Are You an Emotional Eater?
Almost everyone is an emotional eater of some sort, but emotional eating can be viewed on a scale. Rare occurrences of emotional eating are not a problem, but prolonged episodes need attention and severe emotional eating usually requires the insight of a professional. If there is an emotional eating scale then the question to ask is: Where do you fit in – is your emotional eating rare, occasional or constant?
What is emotional eating?
When we use food in response to situations or feelings that make us feel uncomfortable or dissatisfied it’s called emotional eating. Does this scenario sound familiar to you?
You’ve spent the whole day inside the house. You feel overwhelmed with a list of jobs that need to be done. You need to clean up the lounge room before you can vacuum the floor but the kids are constantly inside just making more mess. You want to have things under control by the time your partner comes home and you still need to make dinner.You are so frustrated by your day, but you ask the kids for help and feel like no one’s listening. When the kids are finally in bed, you open the refrigerator. You’re not really hungry, but you feel like eating something. You look around. There are some carrots. No, you don’t want those. Celery? No, that’s not it. Ice cream? YES! Maybe you’ll have just a little. Mmmm, it’s good.
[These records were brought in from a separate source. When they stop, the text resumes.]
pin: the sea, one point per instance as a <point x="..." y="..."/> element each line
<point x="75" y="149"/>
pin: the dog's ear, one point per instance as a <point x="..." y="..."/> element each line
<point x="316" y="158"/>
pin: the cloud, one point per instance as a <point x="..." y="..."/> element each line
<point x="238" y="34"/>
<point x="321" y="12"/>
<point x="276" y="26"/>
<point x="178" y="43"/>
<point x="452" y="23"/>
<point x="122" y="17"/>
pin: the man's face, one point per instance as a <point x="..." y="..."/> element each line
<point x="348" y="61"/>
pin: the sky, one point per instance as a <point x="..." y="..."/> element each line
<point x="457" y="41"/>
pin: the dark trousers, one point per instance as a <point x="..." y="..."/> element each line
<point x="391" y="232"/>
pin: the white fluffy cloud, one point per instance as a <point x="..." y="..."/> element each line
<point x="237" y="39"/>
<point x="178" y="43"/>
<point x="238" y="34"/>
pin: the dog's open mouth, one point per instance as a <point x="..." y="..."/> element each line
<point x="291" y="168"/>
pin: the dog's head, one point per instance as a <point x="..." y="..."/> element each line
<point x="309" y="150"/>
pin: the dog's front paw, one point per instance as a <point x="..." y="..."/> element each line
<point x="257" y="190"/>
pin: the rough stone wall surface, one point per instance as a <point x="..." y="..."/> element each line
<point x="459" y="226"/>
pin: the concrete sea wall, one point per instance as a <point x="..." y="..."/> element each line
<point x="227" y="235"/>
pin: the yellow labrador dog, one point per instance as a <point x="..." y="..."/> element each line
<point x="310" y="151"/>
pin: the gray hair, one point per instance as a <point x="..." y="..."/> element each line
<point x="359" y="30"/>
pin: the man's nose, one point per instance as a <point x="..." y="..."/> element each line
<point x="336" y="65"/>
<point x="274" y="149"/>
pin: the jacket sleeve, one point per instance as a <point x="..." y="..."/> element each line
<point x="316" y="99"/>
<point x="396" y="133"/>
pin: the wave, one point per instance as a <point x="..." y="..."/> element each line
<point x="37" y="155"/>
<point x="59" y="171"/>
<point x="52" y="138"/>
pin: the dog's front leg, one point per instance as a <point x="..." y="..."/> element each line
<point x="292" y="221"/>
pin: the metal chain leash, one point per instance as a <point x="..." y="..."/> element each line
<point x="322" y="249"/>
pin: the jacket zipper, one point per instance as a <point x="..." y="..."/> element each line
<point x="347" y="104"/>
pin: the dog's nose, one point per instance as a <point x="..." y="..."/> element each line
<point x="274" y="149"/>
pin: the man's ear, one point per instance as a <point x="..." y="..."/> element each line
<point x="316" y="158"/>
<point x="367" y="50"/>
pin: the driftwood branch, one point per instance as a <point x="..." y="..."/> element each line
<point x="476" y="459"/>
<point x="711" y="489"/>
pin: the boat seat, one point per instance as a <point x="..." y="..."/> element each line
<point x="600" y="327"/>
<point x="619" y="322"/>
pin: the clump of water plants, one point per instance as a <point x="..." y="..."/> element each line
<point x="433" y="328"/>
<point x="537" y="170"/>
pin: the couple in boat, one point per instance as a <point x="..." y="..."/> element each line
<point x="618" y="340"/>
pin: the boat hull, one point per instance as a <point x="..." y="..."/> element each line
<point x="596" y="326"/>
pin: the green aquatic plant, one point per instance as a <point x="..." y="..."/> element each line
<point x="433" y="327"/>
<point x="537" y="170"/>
Perhaps you’ll have a little more … before you know it, you’ve finished the tub!
If you almost always use food in one or more of the following situations it is likely that your emotional eating is problematic.
I turn to food when I am frustrated
I eat after an argument
When I feel bad about myself I eat
When I am bored I eat too much
If I anticipate a lonely weekend I stock up on junk food
I keep eating even after I am full
When I feel unappreciated I eat lots of junk food
I eat when I am depressed
I eat when I don’t know what else to do
I eat junk food when I am feeling uncertain
Gaining Control Through Fulfillment
Emotional eating is ultimately about a lack of fulfillment. It is often the times when you are unsatisfied with your life and don’t feel worthy, that you eat to fill the absence and to distract yourself from your discontent. How do you find fulfillment in your life?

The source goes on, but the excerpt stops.